ExklusivDas Geschäft mit insolventen Schiffsfonds

Die ehemalige Margara ist eines der Fondsschiffe, das in Niebüll Insolvenz angemeldet hatte
Die ehemalige Margara ist eines der Fondsschiffe, das in Niebüll Insolvenz angemeldet hatte
© Jon Segui

Für Tausende Anleger in Schiffsfonds muss es wie Hohn klingen. Ein 17-seitiges Strategiepapier der Hamburger Kanzlei Pier 11 beschreibt, wie Banken und Investoren aus insolventen Schiffen Kapital schlagen können, mit denen private Investoren zuvor viel Geld verloren haben. Das Papier, das Capital vorliegt, schwärmt von einem „idealen Markt­umfeld“ im achten Krisenjahr.

Das Konstrukt sei „für beide Seiten sehr vorteilhaft“, heißt es: Die Banken könnten sich auf einfachem Wege der steigenden Kapitalkosten ihrer Problemkredite entledigen. Und Investoren hätten die Möglichkeit, Schiffe mit Erholungspotenzial günstig zu erwerben. Explizit wird darauf verwiesen, dass die „beschriebene Transaktion“ auch bei einer Fondsstruktur möglich sei.

Rund 600 deutsche Fondsschiffe sind in den vergangenen Jahren in die Pleite gefahren, private Anleger haben dabei Hunderte Millionen Euro verloren. Für die bedeutet eine Insolvenz meist den Totalverlust. Viele müssen sogar die Ausschüttungen der vergangenen Jahre zurückzahlen.

Gesucht: Kooperationswilliger Insolvenzverwalter

Seit einiger Zeit drängen jedoch US-Finanzinvestoren wie Oaktree oder KKR auf den Markt. Sie bieten Banken an, deren notleidende Kredite (NPL) abzukaufen – zu günstigen Preisen. Subventioniert wird der Deal quasi durch das Geld der Anleger, die im Insolvenzverfahren leer ausgehen. Anschließend fahren die Schiffe unter anderer Flagge weiter. Die Überkapazität, die zu den niedrigen Frachtraten führt, bleibt. Und damit auch die Krise.

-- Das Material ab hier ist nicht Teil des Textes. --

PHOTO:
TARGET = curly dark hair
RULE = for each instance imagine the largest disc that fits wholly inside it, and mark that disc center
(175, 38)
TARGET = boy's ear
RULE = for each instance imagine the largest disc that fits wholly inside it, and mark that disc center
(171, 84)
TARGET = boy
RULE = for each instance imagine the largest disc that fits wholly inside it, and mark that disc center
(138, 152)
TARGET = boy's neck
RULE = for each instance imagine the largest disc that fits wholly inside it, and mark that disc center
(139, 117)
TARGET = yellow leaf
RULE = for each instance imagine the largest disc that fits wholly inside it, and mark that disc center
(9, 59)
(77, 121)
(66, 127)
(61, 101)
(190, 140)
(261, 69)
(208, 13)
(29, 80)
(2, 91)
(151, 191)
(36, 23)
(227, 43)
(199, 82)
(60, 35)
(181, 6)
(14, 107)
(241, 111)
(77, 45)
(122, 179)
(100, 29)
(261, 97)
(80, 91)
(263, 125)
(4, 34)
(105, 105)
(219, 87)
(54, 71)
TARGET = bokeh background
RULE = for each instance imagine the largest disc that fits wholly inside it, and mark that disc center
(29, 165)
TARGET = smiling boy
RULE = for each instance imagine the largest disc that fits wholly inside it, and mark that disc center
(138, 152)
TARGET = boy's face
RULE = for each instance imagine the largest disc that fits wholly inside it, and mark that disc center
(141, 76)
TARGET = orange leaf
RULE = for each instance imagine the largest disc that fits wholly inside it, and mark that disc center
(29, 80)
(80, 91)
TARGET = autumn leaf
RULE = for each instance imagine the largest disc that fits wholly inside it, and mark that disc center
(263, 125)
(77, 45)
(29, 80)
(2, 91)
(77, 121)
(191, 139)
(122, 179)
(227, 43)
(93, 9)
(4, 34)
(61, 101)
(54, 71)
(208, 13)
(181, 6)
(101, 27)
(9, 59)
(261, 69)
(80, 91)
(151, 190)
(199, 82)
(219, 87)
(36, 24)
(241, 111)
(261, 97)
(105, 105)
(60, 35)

In dem Papier mit dem Titel „Erwerb von Schiffen durch NPL-Transaktion und geordnete Insolvenz“ wird deutlich, dass das Konstrukt von einem „kooperationswilligen Insolvenzverwalter“ abhängt. Dabei muss der laut Verordnung vor allem eines sein: unabhängig. Unter „Vorbereitung des Insolvenzantrages“ heißt es: „Ggf. sollte eine Verlegung des Sitzes der KG erfolgen, insbesondere wenn als Insolvenzgericht das AG Hamburg zuständig wäre.“ Dort gebe es einen Richter, der die Gläubigerrechte bei der Bestellung des Verwalters nicht immer berücksichtige. Die Anwälte warnen: „Die Einsetzung des gewünschten Insolvenzverwalters könnte ohne Sitzverlegung scheitern.“

Manipulation des Gerichtsstandortes

Nach dem Geschäftssitz richtet sich das Gericht. Der Richter wiederum bestimmt den Insolvenzverwalter. „Ich habe es immer abgelehnt, solche Praktiken zu unterstützen“, sagt der Hamburger Richter Frank Frind, Vorstandsmitglied im Bundesarbeitskreis Insolvenzgerichte. Der Insolvenzexperte Hans Haarmeyer spricht gar von einer „Manipulation des Gerichtsstandortes“. Leider gebe es „übernahmebereite Gerichte“, die jene Fragen, die jeder Richter zu stellen hat, um Manipulationen zu verhindern, nicht stellten.

Als ein solcher Richter galt der Direktor des Amtsgerichts im nordfriesischen Niebüll. Dutzende Schiffsinsolvenzen gingen schon über seinen Schreibtisch. Und stets wurden die gleichen Verwalter bestellt. Capital berichtete im April 2014 am Beispiel des Tankers Margara darüber, dass plötzlich viele Gesellschaften kurz vor der Insolvenz ihren Sitz nach Sylt verlagerten. Als Adresse diente ein Briefkasten, den eine Bremer Firma betrieb, die sich als „Dienstleister für Insolvenzverwalter“ beschreibt. Sie stellte auch die neuen Geschäftsführer. An dem Prozedere hat sich bis heute nichts geändert, nur die Adresse lautet anders. Ob Niebüll aber der Friedhof der Fondsschiffe bleibt, ist fraglich. Der Amtsdirektor, gegen den mehrere Strafanzeigen wegen Absprachen mit Verwaltern gestellt wurden, wechselte Anfang des Jahres nach Husum.